As she had requested, I learned a bit of Torah for the service. I was terrified, but I learned it, with the excellent help of the cantor, who has been (I think mistakenly) let go. I wore a hat, which I often do, but I also wore a prayer shawl, a tallit. I had no choice–the ritual committee would not budge on this point. Ya wanna read the Torah, ya gotta wear the tallis. I could refuse, and disappoint my kid, or I could suck it up. I sucked it up.
I felt a little better about it, because I was wearing a tallit that had been lent to me by the cantor; it was one he had designed and had made for his daughter. He was of a mind that the women’s garment should be a bit different, so the sides were partially closed to make arm holes. The blessing was embroidered on the collar by his wife. I was honored that he saw fit to lend it to me. It didn’t change my thinking that the tallit is a man’s garment; as I’ve said elsewhere in this blog, I’m a fan of custom and tradition. I’m conflicted about the roles women play in the synagogue. My ambivalence is no one’s problem but my own, but I wish people would not treat it as though it were a simple issue.
I was asked afterward how I felt in the moment, wearing it. The truth is, I didn’t think about it at all while I was up there, and I got a kind of “Aha!” response. But there’s no “aha.” I didn’t think about it because I was emotional about my daughter’s big day, my family’s bizarre decision to sit many rows away from us, and my own terror about what I was there to do–sing a prescribed tune in Hebrew words that have no vowels.
I was moved and excited by reading from the Torah. I memorized well. I felt nothing from the tallit, but the act of reading–that made me feel like I really was a member of the community, an active participant. The real deal. An emes yid. But that lasted only a little while and was soon replaced by the sense of being a fraud.

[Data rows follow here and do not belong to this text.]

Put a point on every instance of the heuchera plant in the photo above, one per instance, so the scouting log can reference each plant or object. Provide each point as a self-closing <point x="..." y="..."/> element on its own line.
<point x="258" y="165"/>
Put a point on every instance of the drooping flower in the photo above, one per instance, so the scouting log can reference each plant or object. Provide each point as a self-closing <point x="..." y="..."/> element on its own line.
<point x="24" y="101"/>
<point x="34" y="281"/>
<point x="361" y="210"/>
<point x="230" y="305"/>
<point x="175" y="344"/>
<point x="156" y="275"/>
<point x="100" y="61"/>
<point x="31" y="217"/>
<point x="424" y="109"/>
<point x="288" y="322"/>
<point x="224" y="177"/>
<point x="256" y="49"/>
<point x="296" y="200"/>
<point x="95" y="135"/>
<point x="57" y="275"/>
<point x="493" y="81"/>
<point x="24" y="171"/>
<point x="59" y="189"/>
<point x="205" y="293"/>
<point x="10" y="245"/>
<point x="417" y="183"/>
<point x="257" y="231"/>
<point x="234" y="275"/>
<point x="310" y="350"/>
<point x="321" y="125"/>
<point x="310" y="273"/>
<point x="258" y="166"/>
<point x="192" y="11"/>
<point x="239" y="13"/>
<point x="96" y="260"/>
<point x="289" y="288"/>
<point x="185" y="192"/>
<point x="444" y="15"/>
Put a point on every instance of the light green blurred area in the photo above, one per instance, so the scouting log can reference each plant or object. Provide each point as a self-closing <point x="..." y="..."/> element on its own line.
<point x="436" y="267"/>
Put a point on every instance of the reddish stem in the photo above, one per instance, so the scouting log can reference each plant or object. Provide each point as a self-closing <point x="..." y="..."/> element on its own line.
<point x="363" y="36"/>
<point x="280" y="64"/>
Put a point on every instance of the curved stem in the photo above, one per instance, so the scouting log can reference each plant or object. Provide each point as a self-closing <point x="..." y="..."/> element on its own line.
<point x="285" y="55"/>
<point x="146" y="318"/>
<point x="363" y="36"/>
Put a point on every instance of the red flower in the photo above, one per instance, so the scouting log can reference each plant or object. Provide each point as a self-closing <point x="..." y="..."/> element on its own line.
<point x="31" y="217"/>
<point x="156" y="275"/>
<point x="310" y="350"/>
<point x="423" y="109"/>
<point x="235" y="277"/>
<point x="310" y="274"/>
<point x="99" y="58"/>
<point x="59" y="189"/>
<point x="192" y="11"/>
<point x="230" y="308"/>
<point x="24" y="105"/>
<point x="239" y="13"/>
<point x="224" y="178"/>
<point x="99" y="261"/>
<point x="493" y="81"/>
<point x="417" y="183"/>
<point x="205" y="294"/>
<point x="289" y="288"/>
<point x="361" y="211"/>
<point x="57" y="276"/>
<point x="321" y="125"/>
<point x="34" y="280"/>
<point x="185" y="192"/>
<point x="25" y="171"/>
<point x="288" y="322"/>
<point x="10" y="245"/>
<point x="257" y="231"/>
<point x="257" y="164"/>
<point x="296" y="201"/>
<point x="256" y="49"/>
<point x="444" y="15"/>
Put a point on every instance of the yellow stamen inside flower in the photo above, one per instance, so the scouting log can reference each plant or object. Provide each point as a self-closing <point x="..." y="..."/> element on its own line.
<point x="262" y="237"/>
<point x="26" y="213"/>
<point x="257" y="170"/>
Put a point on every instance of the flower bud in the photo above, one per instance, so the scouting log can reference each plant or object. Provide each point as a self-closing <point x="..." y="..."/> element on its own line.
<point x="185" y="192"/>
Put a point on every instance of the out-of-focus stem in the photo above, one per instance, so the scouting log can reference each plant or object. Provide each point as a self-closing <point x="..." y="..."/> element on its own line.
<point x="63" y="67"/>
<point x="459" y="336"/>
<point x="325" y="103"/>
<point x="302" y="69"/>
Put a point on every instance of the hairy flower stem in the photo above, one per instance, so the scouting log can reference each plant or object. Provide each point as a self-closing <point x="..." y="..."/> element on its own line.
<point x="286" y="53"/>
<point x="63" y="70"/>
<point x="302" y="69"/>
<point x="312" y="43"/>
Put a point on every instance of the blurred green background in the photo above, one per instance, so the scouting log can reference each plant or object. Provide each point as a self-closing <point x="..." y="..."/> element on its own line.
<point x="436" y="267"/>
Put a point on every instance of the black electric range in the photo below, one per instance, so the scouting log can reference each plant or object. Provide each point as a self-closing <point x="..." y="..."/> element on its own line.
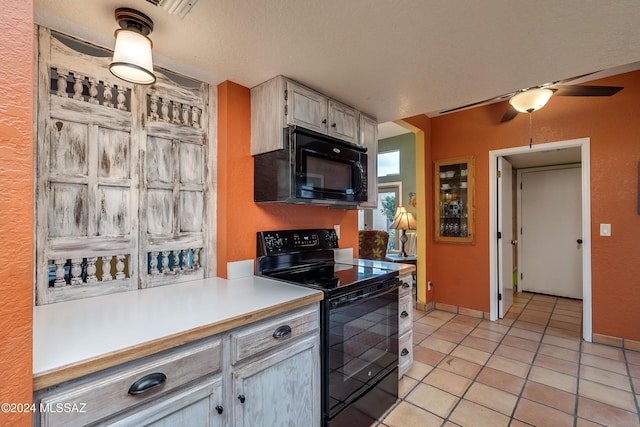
<point x="359" y="322"/>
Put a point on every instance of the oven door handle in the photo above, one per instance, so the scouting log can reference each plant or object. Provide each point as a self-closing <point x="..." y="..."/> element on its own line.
<point x="340" y="303"/>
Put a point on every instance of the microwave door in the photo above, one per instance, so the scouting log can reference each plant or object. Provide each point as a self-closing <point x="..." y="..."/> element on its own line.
<point x="325" y="177"/>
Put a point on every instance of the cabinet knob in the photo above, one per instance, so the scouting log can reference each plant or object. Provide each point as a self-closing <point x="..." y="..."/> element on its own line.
<point x="147" y="382"/>
<point x="282" y="331"/>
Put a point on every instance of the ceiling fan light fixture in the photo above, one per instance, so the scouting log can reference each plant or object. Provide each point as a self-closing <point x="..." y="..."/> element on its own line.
<point x="132" y="57"/>
<point x="530" y="100"/>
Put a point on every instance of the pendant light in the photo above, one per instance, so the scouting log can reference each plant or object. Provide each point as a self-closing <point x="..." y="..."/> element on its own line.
<point x="132" y="58"/>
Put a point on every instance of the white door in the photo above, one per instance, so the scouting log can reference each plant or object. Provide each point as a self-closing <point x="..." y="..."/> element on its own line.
<point x="551" y="233"/>
<point x="505" y="236"/>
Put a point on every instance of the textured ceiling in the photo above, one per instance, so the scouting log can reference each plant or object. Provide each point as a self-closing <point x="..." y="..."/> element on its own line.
<point x="388" y="58"/>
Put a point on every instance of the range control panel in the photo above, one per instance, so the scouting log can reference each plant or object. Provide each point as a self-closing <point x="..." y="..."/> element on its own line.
<point x="287" y="241"/>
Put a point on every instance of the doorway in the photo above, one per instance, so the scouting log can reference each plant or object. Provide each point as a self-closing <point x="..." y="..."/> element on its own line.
<point x="542" y="155"/>
<point x="550" y="221"/>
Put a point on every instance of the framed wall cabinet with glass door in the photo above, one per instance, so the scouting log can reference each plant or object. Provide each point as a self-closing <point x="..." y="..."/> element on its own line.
<point x="454" y="201"/>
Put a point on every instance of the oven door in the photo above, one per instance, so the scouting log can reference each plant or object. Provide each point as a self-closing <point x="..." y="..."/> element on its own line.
<point x="362" y="344"/>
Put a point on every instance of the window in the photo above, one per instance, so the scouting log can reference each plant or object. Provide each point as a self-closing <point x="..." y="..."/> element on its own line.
<point x="382" y="217"/>
<point x="389" y="163"/>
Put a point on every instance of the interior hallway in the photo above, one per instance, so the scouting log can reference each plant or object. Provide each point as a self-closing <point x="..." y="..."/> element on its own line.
<point x="530" y="368"/>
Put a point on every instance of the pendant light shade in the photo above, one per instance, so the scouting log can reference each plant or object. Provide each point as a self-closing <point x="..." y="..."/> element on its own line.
<point x="132" y="57"/>
<point x="530" y="100"/>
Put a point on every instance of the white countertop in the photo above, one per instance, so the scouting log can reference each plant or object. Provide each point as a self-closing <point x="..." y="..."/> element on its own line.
<point x="77" y="336"/>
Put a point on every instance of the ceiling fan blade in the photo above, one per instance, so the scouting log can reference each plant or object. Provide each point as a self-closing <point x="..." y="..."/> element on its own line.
<point x="509" y="114"/>
<point x="473" y="104"/>
<point x="577" y="90"/>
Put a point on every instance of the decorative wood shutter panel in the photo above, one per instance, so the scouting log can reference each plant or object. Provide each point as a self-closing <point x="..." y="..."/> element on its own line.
<point x="97" y="138"/>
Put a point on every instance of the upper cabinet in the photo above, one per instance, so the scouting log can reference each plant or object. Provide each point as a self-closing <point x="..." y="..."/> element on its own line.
<point x="281" y="102"/>
<point x="343" y="122"/>
<point x="454" y="190"/>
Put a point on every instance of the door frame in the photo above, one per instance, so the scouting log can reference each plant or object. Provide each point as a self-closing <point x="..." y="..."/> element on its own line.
<point x="519" y="196"/>
<point x="584" y="144"/>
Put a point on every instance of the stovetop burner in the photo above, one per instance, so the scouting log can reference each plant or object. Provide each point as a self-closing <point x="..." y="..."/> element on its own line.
<point x="333" y="276"/>
<point x="306" y="257"/>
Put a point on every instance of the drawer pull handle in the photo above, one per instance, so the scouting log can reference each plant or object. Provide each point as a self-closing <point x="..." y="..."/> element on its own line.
<point x="147" y="382"/>
<point x="282" y="331"/>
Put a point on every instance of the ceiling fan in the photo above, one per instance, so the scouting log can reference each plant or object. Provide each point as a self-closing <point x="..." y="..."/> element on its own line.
<point x="533" y="98"/>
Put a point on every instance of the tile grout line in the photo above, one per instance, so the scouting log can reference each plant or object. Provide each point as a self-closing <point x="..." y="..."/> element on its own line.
<point x="633" y="390"/>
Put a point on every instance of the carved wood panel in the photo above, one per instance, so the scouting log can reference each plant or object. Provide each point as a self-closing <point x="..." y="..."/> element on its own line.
<point x="122" y="177"/>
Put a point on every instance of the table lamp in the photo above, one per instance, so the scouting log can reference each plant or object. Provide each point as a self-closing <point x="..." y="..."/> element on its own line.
<point x="404" y="221"/>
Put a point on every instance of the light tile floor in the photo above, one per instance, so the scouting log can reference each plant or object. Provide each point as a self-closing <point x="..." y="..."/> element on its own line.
<point x="530" y="368"/>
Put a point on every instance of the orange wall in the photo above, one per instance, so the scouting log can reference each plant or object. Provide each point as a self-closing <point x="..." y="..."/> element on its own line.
<point x="16" y="206"/>
<point x="239" y="218"/>
<point x="461" y="273"/>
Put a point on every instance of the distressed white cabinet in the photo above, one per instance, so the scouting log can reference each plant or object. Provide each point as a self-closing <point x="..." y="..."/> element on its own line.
<point x="305" y="107"/>
<point x="369" y="139"/>
<point x="279" y="389"/>
<point x="176" y="384"/>
<point x="263" y="374"/>
<point x="196" y="405"/>
<point x="405" y="325"/>
<point x="281" y="102"/>
<point x="276" y="373"/>
<point x="343" y="122"/>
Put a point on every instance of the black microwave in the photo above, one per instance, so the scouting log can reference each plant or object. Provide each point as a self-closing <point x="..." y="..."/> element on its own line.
<point x="312" y="168"/>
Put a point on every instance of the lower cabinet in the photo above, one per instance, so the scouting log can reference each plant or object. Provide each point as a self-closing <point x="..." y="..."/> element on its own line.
<point x="279" y="390"/>
<point x="264" y="374"/>
<point x="197" y="405"/>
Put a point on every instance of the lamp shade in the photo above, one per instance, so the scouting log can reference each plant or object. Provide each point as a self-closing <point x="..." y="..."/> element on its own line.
<point x="403" y="220"/>
<point x="530" y="100"/>
<point x="132" y="58"/>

The bar or bat mitzvah must learn the trop; that is, the series of marks on the page that tell the reader how to sing the words–how many notes, where the accent is, etc. They learn it thoroughly, hopefully, and once they really know it, it becomes much easier to memorize a piece of Torah. And when they read their Haftorah (a short reading from the Prophets), the marks are on the page, along with the vowels. But Torah scrolls are hand-written by scribes, and they do not include vowels or trop. I never learned the trop. What I did, basically, was memorize a song, the same way I have learned the words to One Direction songs. I listened again, and again, and again to a recording of the cantor singing it. I hadn’t learned anything at all. I was not the real deal.
But let’s get back to the tallit. It seems to me that the tallit should mean something. My reaction should not be the same as when I get a flu shot–“Oh, that wasn’t so bad.” Here is a ritual garment over which one must pray before donning it, and I didn’t think about it in any way past “guess I’ll have to wear it.” I feel no grand conversion, no desire to buy one for myself. No amount of pink or purple or beads or sequins will change that. I do not scoff at other women for this–I admire their beautiful shawls and support their decision to wear them. I do believe it to be a personal decision, and not one my synagogue should make for me. I do not like to be legislated, when it comes to my body, and that includes my clothing.
It doesn’t stop there. Another way that women are being included in the service is adding the names of “the matriarchs” to one of the prayers–one. These are women who really aren’t discussed at any great length most of the year, but they are now receiving acknowledgment during the Amidah, the standing prayer. I’m glad we’ve added them. But let’s be realistic. It’s the equivalent of “I have a little dreydel” at a school’s Christmas, oh, excuse me, “Holiday” concert. Throw it in there, and “they” won’t complain.
Judaism is patriarchal. It will take a long time to change. I am a Jew. I take a long time to change.